1. 13 mart 2016 terör eylemi(*:13 mart 2016 ankara patlaması) sonrasında, ülkece yas tuttuğumuz farz edilerek; kültür - sanat içerikli paylaşım yapmanın uygun olmadığı, düşüncesinin irdelendiği başlık.

    bireylerin 'yas' anlamları, geçmiş yaşam tecrübeleri ve içinde yaşadığı kültürel ortama göre değişiklik gösterir.

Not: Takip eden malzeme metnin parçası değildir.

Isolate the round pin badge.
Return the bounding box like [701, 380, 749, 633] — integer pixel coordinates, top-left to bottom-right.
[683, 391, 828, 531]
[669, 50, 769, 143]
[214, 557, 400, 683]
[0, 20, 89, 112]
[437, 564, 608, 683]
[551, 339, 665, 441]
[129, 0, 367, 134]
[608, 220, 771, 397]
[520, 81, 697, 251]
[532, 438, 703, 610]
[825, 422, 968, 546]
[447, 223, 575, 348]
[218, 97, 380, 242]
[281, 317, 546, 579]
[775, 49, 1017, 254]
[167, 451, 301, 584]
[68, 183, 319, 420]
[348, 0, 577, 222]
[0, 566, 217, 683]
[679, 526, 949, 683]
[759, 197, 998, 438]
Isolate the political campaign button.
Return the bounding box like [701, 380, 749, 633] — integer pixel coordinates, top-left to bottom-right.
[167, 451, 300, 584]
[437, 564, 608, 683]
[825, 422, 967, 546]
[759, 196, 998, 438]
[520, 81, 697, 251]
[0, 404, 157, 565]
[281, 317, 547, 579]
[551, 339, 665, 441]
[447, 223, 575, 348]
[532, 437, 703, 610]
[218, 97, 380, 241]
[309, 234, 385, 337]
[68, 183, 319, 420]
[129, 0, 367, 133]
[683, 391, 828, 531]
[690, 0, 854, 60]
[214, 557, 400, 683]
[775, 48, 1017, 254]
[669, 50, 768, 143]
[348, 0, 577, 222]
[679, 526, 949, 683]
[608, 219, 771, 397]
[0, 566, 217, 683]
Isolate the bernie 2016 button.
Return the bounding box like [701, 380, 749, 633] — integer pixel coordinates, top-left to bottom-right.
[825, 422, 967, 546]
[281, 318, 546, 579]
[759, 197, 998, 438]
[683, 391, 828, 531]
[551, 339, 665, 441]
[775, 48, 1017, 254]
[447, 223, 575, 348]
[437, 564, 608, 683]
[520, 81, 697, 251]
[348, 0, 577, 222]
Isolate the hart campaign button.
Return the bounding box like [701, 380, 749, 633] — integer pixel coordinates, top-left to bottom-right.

    bu konuda prof. dr. vamık volkan, hülya polat'ın anlatımıyla şöyle der:
    “ölüm kayıpların en somut ve en acı olanıdır. ölüme karşı verdiğimiz tepkilerimizde farkında olmaksızın, geçmişimizdeki yarım kalmış, dayatılmış ya da aceleye gelmiş ayrılıklarımızın bilinçaltımızdaki kalıntılarını da bir arada yaşarız. yas tutma, sadece ölüme karşı verilen bir yanıt değildir. yas tutma herhangi bir yitim ya da değişikliğe verdiğimiz psikolojik yanıt ve iç dünyamız ile gerçeklik arasında uyum sağlayabilmemiz için yaptığımız uzlaşmalardır. yitim, aile yadigârı bir küpe olabileceği gibi; bir eş, bir sevgili, bir dost, bir umut, bir ülkü, bir vatan hatta eski bir kendiliğimiz bile olabilir,” (bkz: gidenin ardından)

    bireylerin duygu durumlarını ve tavırlarını eleştirmeden önce duygusal tepkilerin değişik olabileceğini göz önünde bulundurmalıyız.